Representing the graduates was nursing student Benjamin Coker, who challenged his classmates to find their motivation – he called it finding their “why.” Coker found his “why” as a freshman, when he learned that his father had been diagnosed with stomach cancer.
“That year forever changed me,” he said. “He was my rock, my safety net, my dad.” As the disease progressed, Coker watched his 230-pound father drop to 110 pounds in less than a year.
In the last week of his father’s life, Coker told his dad he was going to pursue a career in nursing.
“He passed in the following days, and I’ve held one of my final promises to him close to my heart. It helps fuel my passion, and it helps me understand my ‘why.’”

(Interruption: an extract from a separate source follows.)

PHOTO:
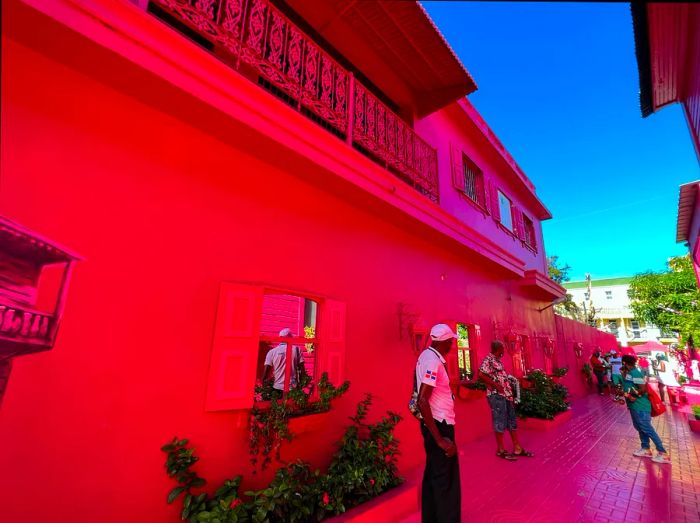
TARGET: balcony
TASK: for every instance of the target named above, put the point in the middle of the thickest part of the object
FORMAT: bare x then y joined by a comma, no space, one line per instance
258,40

During his speech and in the presence of his mother, his brother, George, who also is a GGC student, family and friends, Coker challenged his fellow graduates to find their own “why” and depend on that motivation throughout their lives.
“When you look at your cap and gown tomorrow, five years from now, 10 years from now, even 20, and you're pulling it out of an attic, or out of the back of your closet, I don't want you to remember the hard times, the late nights, or even my speech. I want you to remember your “why”… smile … then get back to it.”